What is Data Partitioning?

The data storage for a software system can often be a bottleneck. If you try to run an application using a single database server, as you scale, you'll soon reach the limits of a single machine, even as you pay for a bigger, more expensive machine with more CPUs and memory. This is where data partitioning can help.
Here's a simple example. A block blob in Azure Storage currently has a maximum size of just under 5 TB. Five terabytes is a large blob, but what if you have 8 TB of data to store? Well, you'd need to partition your data across multiple blobs. You could, for example, store 4 TB in blob 1 and another 4 TB in blob 2.
That's a simple example of partitioning. Now let's talk about three specific types of partitioning. First, imagine you need to store orders in your application and an order consists of five attributes. We'll just call them A, B, C, D, and E. These attributes could be columns in a relational database or properties in a document-oriented database, but let's also say that the application frequently accesses attributes A and D, but rarely accesses B, C, and E.

In that scenario, we can vertically partition orders so that A and D are stored separately from B, C, and E. This could have a few benefits. For example, there could be less contention in a database if the attributes are separate and the tables are not as wide, or we could store A and D in fast premium storage while B, C, and E stay in less expensive storage. Also, A and D would be less information and easier to cache and faster to replicate so there are several opportunities when using vertical partitioning to optimize your data.

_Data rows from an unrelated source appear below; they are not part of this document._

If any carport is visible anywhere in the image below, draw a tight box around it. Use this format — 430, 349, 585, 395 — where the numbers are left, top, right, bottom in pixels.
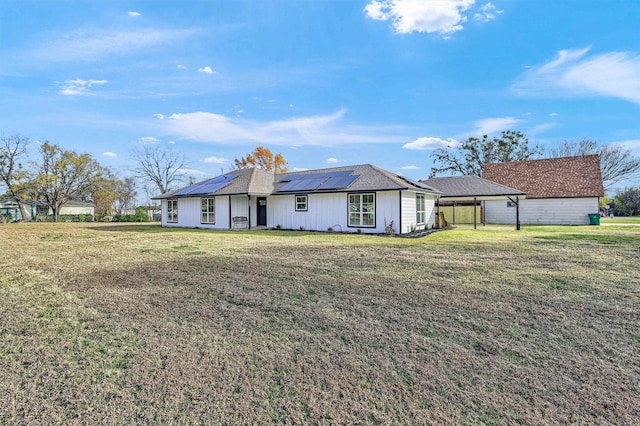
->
420, 176, 526, 230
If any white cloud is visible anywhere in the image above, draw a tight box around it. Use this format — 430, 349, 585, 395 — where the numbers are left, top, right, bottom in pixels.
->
32, 28, 197, 62
611, 139, 640, 156
364, 0, 475, 36
402, 136, 459, 151
60, 79, 108, 96
161, 109, 401, 146
473, 2, 504, 22
198, 67, 216, 74
202, 156, 229, 164
511, 47, 640, 105
176, 169, 209, 177
471, 117, 519, 135
138, 136, 160, 145
527, 122, 557, 136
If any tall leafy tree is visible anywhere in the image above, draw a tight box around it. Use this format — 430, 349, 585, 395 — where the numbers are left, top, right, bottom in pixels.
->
234, 146, 287, 173
432, 130, 543, 176
550, 139, 640, 189
33, 141, 107, 222
133, 145, 186, 194
0, 134, 29, 219
91, 169, 122, 215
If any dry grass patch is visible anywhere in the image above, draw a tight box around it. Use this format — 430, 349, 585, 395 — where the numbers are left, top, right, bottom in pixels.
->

Another approach with orders is to spread the order data across multiple data sources. This is what we call horizontal partitioning, and horizontal partitioning is a popular approach to scaling data because this approach gives you a lot of power that you can use for scalability and performance. One approach to horizontal partitioning is to use what we call range partitioning. I could say that all the orders for customers A through M go to one database, while all the orders for customers M through Z go to a different database. A range could also be temporal. So I could say all the orders for this month go to one database and all the orders for last month go to a different database, or I could have a hashing algorithm that places orders into different databases in a more round-robin fashion. You can almost think of it like load balancing for databases. The choice here really depends on the application and the data and how the data is used, but in a horizontal partition, I used the same schema or same document shape in all the different databases, but since I'm spreading the data out, it's easier to scale out my hardware and add more processing power as my data grows.

Finally, there's also what we call functional partitioning. Let's say for this scenario our system stores orders and also stores invoices. In functional partitioning, these two datasets could live in different data sources that are optimized for the data and the system that uses the data. So we could use a relational database for orders and a document-based database for invoices. This sounds complicated, which is true. You don't necessarily want to use functional partitioning for a simple application, but for large systems, for large data, for a scalable system, functional partitioning is one partitioning strategy to evaluate so you can match up the best data store for your data and application data access patterns.

So I can not tell you which partitioning strategy is best for your application. I can just tell you that if you need to be highly scalable, you should evaluate a partitioning strategy and yes, partitioning can complicate your design and implementation. It can be difficult, for example, to join data across partitions or enforce transactions across partitions.